Originally posted by H2

but it does come back to the point that Kaz made which is that if the lad has decided he does not want (for whatever reason) to sail one of the larger more established classes because the Farr is a better boat for him, his size, experience, where he sails, colour of the hull....whatever, then he has to accept that when you pick a smaller class it is probably going to have a sub-standard PY for a while so you better make sure you love the boat and love sailing it!


Which in any other world would be classed as discriminatory, or anti competitive even. In fact I'm sure back in a fit of angry picque I did go as far as to get legal advice on, which was that I had a fair point, but not being a player manufacturer with an axe to grind or product to promote, why was I even considering the expense.

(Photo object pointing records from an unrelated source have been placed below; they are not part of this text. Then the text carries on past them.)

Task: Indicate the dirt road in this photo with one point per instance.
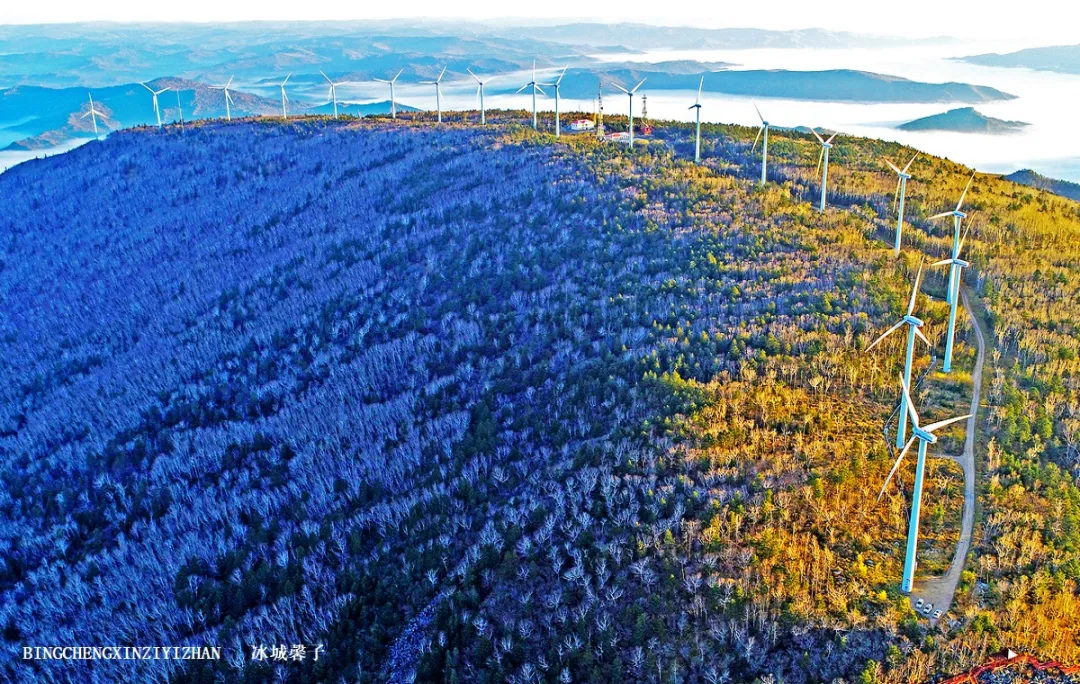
(940, 590)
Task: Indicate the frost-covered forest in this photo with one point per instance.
(469, 405)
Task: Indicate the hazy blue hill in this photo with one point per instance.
(1030, 178)
(646, 37)
(346, 384)
(366, 109)
(963, 120)
(833, 85)
(1061, 58)
(104, 54)
(49, 116)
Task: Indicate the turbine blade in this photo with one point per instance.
(883, 335)
(895, 466)
(910, 162)
(942, 424)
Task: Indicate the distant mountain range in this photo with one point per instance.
(963, 120)
(1061, 58)
(829, 85)
(644, 37)
(108, 54)
(1030, 178)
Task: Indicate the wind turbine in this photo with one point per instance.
(93, 114)
(765, 144)
(926, 436)
(825, 146)
(956, 275)
(555, 85)
(913, 331)
(157, 109)
(333, 94)
(284, 98)
(536, 88)
(958, 216)
(480, 93)
(228, 97)
(439, 93)
(697, 105)
(631, 93)
(903, 176)
(393, 103)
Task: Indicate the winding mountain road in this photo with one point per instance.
(941, 590)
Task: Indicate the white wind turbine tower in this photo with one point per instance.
(333, 94)
(536, 89)
(157, 109)
(956, 266)
(913, 331)
(393, 102)
(439, 93)
(94, 114)
(765, 144)
(631, 94)
(958, 217)
(825, 146)
(697, 105)
(555, 85)
(228, 97)
(480, 93)
(926, 436)
(284, 98)
(902, 179)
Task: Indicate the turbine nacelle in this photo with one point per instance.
(929, 438)
(910, 320)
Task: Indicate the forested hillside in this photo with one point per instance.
(476, 405)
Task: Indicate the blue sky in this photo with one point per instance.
(1042, 22)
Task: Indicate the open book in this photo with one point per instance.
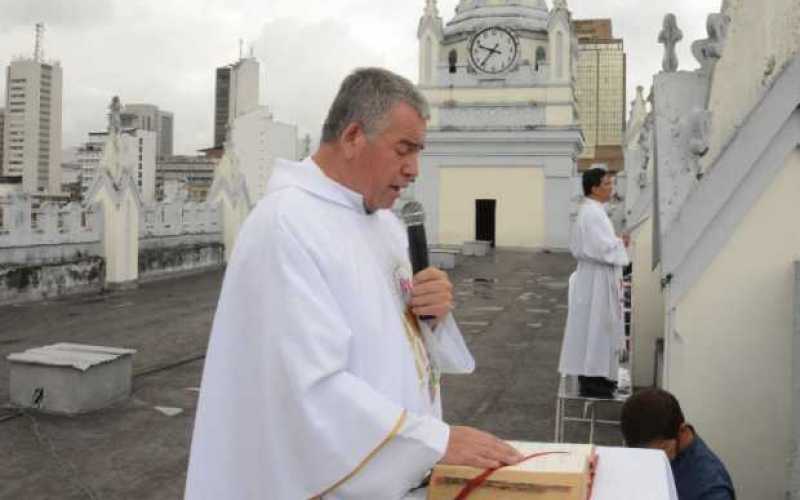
(556, 471)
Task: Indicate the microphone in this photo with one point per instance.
(414, 217)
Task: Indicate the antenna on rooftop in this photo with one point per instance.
(38, 51)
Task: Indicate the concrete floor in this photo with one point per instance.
(511, 305)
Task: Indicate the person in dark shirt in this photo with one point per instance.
(652, 418)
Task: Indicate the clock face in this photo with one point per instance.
(493, 50)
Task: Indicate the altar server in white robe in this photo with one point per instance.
(319, 380)
(595, 326)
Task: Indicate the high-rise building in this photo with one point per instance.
(236, 94)
(258, 141)
(600, 91)
(32, 132)
(149, 117)
(193, 173)
(2, 125)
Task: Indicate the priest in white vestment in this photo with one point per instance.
(320, 381)
(595, 328)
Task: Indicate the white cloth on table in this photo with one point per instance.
(595, 326)
(315, 382)
(633, 474)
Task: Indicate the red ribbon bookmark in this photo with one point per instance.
(478, 481)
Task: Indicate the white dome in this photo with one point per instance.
(471, 15)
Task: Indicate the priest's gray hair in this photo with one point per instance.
(366, 97)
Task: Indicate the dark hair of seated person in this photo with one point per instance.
(650, 415)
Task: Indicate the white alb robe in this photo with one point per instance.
(595, 325)
(314, 383)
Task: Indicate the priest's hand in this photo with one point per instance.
(469, 446)
(432, 294)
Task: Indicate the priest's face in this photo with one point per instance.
(605, 190)
(389, 162)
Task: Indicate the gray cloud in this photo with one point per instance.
(67, 14)
(165, 51)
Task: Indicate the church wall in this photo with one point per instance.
(647, 315)
(730, 359)
(519, 192)
(763, 36)
(560, 116)
(164, 257)
(24, 282)
(439, 96)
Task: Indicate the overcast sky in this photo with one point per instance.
(164, 52)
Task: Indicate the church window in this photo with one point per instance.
(426, 60)
(559, 56)
(541, 57)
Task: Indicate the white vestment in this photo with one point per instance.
(316, 384)
(595, 325)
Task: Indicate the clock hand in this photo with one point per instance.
(493, 52)
(484, 47)
(490, 54)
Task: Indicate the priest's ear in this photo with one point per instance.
(352, 140)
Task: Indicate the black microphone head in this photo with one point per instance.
(413, 214)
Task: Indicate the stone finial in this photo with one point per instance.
(709, 50)
(431, 9)
(114, 119)
(670, 36)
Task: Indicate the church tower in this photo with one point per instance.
(563, 43)
(429, 35)
(503, 136)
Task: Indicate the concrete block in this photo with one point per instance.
(70, 378)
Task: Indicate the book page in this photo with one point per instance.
(574, 461)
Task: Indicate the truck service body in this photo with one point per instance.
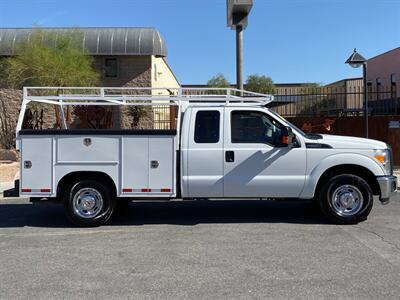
(226, 144)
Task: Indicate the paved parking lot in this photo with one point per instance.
(199, 250)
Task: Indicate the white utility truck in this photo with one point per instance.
(226, 144)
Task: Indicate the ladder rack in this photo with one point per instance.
(142, 96)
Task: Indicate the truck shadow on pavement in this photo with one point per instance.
(175, 213)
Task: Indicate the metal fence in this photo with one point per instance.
(326, 101)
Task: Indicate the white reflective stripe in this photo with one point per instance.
(41, 191)
(130, 191)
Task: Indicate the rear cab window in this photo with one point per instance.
(207, 127)
(255, 127)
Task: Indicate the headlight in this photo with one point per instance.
(384, 157)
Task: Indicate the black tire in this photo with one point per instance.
(94, 190)
(353, 190)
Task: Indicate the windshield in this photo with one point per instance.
(286, 121)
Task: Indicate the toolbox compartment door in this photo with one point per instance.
(161, 164)
(36, 165)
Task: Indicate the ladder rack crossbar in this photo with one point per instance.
(141, 96)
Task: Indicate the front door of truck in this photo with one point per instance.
(203, 154)
(256, 163)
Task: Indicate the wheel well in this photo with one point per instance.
(357, 170)
(68, 179)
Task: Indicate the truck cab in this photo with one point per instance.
(227, 144)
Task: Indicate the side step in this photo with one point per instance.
(14, 192)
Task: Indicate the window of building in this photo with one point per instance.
(207, 127)
(111, 67)
(255, 127)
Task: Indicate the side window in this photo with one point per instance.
(255, 127)
(207, 127)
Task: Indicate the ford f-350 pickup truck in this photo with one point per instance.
(226, 144)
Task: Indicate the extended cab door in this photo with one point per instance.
(256, 163)
(202, 153)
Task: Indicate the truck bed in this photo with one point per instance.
(141, 163)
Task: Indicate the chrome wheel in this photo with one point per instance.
(87, 203)
(347, 200)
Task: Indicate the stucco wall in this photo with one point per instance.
(382, 66)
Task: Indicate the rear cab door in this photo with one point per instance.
(256, 164)
(202, 152)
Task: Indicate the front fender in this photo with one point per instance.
(313, 176)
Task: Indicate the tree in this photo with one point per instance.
(48, 59)
(218, 81)
(260, 84)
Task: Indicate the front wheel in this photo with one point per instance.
(88, 203)
(346, 199)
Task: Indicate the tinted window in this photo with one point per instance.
(207, 127)
(255, 127)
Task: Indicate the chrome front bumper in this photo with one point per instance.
(388, 186)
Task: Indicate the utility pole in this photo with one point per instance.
(238, 12)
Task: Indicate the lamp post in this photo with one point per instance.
(237, 14)
(356, 60)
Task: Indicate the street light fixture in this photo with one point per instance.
(237, 15)
(356, 60)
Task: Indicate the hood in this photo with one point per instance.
(349, 142)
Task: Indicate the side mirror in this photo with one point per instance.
(288, 137)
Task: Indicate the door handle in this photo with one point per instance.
(229, 156)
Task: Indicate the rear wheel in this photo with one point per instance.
(346, 199)
(88, 203)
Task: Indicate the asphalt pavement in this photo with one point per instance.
(199, 250)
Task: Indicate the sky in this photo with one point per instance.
(288, 40)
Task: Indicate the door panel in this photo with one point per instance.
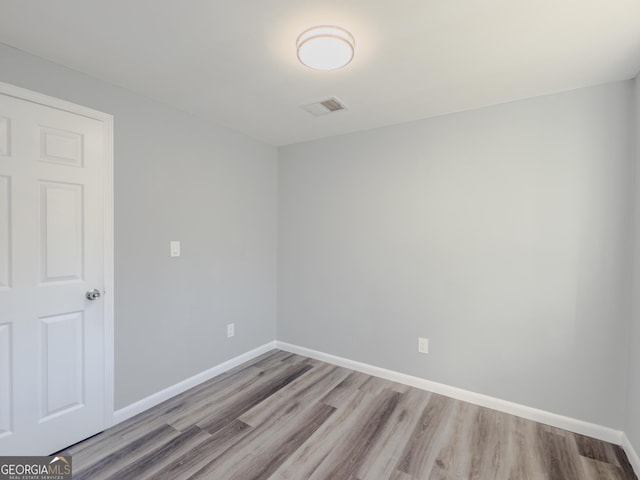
(6, 392)
(62, 255)
(52, 355)
(5, 232)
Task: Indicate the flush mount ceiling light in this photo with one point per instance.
(325, 47)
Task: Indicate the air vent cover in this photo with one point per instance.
(324, 107)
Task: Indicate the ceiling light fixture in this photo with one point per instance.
(325, 47)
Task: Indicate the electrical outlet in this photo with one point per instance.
(423, 345)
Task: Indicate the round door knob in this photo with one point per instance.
(93, 294)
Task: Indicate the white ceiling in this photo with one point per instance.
(233, 62)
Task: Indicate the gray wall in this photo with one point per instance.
(632, 428)
(501, 234)
(177, 178)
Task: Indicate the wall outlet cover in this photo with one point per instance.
(423, 345)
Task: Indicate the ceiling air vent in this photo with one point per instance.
(324, 107)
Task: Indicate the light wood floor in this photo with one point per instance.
(284, 416)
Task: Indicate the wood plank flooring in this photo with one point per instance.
(283, 416)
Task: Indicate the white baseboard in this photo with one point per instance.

It remains however an area of very bad exposure for the powers that be.

Actually, many other sports are far more subjective or "anti competitive" in the way they assess and handicap gear and players. Look at the "success handicaps" in motor racing, where top cars will be loaded up with lead to slow them down in some very successful big-budget categories. In the BTCC, since 2015 the leading car has had to go into each day's racing with 75kg of ballast, to slow it down.  Le Mans GTE cars have similar rules.  Or check out horse race handicapping, or local bicycle racing where a subjective decision can move you up or down a grade. Then there are events like the Tour de France where the organisers can shape the entire course to suit the home-grown heroes, or salary caps in other sports.

The entire system of grading in sport can be seen as anti-competitive, because normally the guys who finish last in the top grade are vastly better players than the guys who finish first in the bottom grade, and yet the rules allow the latter to win more than the former. 

I tend to think that a lawsuit based on PY would have been laughed out of court since it appears that the issue is that certain individuals, some of them quite inexperienced and inexpert, have a subjective opinion that does not agree with the maths involved. 

The PY lawsuit with legs would be the one where the PY volunteers launch defamation cases against some of their critics.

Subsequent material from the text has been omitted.